SPIN Rating: 5 of 10
Release Date: March 15, 1995
Label: Capitol

This review originally ran in the July 1995 issue of SPIN.

This is one of those follow-up albums (like the last Spin Doctors one and, I fear, the next Counting Crows, the Offspring, and Blur records) that I always hope will sound like ten imitations of the one or two great hits of the band’s not-so-great previous commercial-breakthrough LP, but instead just proves the band is afraid to be pigeonholed into the only style it’s very good at.

Radiohead’s breakthrough hit was “Creep,” which at first I dismissed as a wussy David Bowie cabaret ballad with corny Jesus and Mary Chain lawnmower guitar snags stuck in there. But eventually I fell in love because I’m a creep and weirdo who wonders what the hell I’m doing here myself, plus the lawnmowers really did snag me, and the falsetto part was heaven. Radiohead singing “I want you to notice when I’m not around” was even better than creepy weirdo Michael Jackson singing “You won’t be laughing girl when I’m not around” in “Give In to Me” (my second-favorite song of 1993), and both lines felt like suicide.
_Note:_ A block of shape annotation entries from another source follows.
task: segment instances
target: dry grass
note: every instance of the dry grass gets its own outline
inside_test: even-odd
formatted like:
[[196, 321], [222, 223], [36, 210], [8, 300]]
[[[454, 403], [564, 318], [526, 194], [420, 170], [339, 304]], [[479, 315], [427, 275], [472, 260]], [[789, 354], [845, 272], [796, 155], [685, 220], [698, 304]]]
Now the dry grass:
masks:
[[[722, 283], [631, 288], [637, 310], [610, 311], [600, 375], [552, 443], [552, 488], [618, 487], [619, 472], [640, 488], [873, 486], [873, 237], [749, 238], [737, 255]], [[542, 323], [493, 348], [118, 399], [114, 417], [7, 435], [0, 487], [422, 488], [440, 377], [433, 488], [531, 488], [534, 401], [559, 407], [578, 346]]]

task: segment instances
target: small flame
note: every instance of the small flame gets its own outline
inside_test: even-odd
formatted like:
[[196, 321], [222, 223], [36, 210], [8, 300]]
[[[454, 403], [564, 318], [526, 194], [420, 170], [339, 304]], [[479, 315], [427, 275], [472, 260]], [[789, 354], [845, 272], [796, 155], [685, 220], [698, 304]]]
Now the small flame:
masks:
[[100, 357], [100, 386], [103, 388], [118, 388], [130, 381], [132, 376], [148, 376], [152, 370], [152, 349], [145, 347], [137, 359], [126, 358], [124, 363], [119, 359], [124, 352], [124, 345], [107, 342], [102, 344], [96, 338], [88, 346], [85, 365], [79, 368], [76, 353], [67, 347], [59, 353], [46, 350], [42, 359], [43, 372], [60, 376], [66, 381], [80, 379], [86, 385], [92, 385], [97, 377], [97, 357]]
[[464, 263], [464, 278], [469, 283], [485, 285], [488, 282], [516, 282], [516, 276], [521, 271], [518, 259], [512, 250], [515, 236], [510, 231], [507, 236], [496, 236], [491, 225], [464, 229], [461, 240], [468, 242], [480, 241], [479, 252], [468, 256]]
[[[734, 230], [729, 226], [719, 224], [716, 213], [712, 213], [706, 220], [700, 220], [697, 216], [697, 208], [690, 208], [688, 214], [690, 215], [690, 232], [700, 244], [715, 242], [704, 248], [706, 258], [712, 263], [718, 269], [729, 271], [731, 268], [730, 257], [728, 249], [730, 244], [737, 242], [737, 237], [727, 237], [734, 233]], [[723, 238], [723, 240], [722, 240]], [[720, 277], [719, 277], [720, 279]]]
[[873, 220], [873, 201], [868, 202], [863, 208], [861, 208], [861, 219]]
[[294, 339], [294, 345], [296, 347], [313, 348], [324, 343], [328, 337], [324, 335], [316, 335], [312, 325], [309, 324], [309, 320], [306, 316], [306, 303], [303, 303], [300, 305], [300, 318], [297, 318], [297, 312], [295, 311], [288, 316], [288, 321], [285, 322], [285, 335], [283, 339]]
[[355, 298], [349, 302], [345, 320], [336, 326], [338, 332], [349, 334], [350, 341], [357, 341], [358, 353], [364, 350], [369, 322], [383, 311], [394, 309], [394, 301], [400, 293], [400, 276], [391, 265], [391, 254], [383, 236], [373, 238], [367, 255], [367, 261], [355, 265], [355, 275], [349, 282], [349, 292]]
The Bends is never “Creep”-like enough, but “My Iron Lung” (a late Beatles pastiche with surprise noise) and “Just” (which seems to swipe powerchords from “Smells Like Nirvana” by “Weird Al” Yankovic)come close. There’s more nice guitar gush (e.g. the sub-Tom-Scholz anthemic stairclimb of “Black Star”), but the rest of the album mostly reminds me of Suede trying to rock like Sparks but coming out like U2, or (more often) that hissy little pissant in Smashing Pumpkins passive-aggressively inspiring me to clobber him with my copy of The Grand Illusion by Styx. Too much nodded-out nonsense mumble, not enough concrete emotion.